Schedule Major Compaction Using Cron Job

Hi All,

As I know major compaction is done by default every 7 days. However I wanted to schedule it on off business hours. For that best solution would be setup a CRON Job.

In order to schedule major compaction using CRON job, do we have to do it just by scheduling the compaction on every table manually with some delay or do we have any other method which can schedule job at a given time on all the tables in HBase ?

1 ACCEPTED SOLUTION

You can also use a standard cron implementation via Linux. e.g.

echo "major_compact 'FOO'" | hbase shell -n

You could schedule the above to run on a specific node at your off-peak time. Be sure to monitor the output so that you can react to any possible failures.

View solution in original post

3 REPLIES 3

you can write a job and schedule it from oozie/azkaban.

You can also use a standard cron implementation via Linux. e.g.

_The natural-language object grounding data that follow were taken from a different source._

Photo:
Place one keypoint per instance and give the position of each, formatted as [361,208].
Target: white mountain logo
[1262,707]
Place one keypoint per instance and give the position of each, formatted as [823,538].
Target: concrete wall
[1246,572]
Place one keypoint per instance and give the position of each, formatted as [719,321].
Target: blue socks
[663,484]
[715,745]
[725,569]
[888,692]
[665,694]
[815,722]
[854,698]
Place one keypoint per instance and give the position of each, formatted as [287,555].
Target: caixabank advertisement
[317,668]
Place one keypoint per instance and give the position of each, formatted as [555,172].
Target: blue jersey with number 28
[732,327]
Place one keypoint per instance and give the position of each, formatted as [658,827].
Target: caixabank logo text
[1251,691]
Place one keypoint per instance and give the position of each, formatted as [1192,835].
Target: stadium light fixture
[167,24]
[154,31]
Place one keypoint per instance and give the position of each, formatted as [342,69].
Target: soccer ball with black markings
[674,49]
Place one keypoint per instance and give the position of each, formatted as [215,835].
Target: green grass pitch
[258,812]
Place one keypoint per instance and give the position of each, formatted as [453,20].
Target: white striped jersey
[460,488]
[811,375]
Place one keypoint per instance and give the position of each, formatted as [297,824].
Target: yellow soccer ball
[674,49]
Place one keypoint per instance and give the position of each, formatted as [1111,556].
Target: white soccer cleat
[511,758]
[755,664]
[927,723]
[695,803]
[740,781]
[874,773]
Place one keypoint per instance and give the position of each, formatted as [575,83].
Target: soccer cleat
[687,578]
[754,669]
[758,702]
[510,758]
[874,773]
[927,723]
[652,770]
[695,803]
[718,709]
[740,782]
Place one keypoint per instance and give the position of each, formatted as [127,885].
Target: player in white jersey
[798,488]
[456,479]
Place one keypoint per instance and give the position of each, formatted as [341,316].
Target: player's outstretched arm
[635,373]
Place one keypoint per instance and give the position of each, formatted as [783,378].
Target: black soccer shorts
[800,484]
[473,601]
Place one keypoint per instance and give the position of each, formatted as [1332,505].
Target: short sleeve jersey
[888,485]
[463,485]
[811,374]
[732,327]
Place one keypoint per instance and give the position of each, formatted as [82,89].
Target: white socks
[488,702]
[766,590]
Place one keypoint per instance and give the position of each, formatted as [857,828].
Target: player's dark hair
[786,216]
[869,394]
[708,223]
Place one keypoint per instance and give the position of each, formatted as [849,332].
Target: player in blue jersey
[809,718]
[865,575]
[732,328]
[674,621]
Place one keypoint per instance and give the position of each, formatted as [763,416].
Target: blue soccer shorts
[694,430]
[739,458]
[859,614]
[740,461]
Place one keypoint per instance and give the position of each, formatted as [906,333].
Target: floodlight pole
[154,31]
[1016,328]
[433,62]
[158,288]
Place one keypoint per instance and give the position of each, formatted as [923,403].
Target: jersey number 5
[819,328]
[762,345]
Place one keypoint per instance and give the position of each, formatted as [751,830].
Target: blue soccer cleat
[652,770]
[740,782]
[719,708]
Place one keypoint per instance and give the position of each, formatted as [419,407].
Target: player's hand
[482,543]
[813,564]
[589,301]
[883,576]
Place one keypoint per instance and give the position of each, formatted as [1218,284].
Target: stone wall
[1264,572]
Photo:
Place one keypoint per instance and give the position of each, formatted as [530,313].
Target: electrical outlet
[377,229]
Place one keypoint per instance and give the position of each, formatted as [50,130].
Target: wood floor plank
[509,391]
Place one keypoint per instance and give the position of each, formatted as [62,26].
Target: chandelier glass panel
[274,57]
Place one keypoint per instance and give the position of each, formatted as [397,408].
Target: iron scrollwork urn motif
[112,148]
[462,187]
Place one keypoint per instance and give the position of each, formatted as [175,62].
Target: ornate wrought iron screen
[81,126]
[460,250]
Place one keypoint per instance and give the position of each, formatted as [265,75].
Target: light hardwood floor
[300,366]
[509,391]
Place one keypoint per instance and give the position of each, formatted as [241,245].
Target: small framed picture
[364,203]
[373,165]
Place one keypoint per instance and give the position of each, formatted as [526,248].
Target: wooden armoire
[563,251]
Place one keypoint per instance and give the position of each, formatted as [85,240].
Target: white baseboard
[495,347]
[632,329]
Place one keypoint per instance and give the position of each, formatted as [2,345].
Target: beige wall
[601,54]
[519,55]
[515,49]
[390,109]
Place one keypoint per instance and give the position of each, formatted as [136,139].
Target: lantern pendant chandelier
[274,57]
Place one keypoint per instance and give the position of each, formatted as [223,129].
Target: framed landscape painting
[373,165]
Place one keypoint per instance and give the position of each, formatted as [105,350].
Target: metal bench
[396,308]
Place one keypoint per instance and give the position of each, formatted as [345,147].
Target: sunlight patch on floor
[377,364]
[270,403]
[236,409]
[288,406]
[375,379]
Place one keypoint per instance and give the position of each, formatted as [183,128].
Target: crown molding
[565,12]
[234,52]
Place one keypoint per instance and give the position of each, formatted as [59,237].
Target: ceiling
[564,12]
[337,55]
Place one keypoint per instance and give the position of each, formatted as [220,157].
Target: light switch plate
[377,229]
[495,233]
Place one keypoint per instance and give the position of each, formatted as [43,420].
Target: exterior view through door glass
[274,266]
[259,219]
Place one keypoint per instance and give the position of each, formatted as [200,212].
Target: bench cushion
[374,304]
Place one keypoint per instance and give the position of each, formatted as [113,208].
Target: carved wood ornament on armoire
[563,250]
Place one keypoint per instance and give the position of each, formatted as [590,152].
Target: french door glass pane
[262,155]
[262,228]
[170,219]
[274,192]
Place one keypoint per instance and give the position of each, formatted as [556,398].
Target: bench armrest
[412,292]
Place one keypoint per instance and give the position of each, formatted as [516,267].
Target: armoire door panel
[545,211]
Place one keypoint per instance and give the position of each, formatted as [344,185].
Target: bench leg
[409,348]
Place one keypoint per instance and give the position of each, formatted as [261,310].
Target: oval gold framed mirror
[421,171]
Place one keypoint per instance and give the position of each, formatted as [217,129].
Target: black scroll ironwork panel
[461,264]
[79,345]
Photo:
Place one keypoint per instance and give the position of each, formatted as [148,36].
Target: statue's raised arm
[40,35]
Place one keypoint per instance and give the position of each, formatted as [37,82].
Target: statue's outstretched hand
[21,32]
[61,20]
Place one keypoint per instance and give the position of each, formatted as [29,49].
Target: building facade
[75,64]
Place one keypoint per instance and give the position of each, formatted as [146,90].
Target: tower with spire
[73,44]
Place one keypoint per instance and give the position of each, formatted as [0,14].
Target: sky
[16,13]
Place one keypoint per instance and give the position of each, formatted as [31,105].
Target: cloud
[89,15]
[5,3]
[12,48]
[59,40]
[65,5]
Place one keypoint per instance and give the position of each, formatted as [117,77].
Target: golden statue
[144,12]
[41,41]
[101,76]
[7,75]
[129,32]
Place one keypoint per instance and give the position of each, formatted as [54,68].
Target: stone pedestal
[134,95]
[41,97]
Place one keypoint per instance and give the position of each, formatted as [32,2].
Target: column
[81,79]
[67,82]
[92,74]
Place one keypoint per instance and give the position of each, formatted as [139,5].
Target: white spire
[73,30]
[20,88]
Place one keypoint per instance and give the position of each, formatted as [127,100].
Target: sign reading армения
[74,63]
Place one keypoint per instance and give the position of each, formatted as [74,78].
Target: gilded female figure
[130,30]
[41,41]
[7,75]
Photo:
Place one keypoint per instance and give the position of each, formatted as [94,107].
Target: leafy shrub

echo "major_compact 'FOO'" | hbase shell -n

You could schedule the above to run on a specific node at your off-peak time. Be sure to monitor the output so that you can react to any possible failures.

Hi Josh, thank you for the inputs. I came across one more method where we can do compaction in off peak hours using hbase.offpeak.start.hour . However from this parameter I understand that it will do major compaction everyday.

So is there anyway I can use hbase.offpeak.start.hour parameter and schedule major compaction for all the tables once in a week?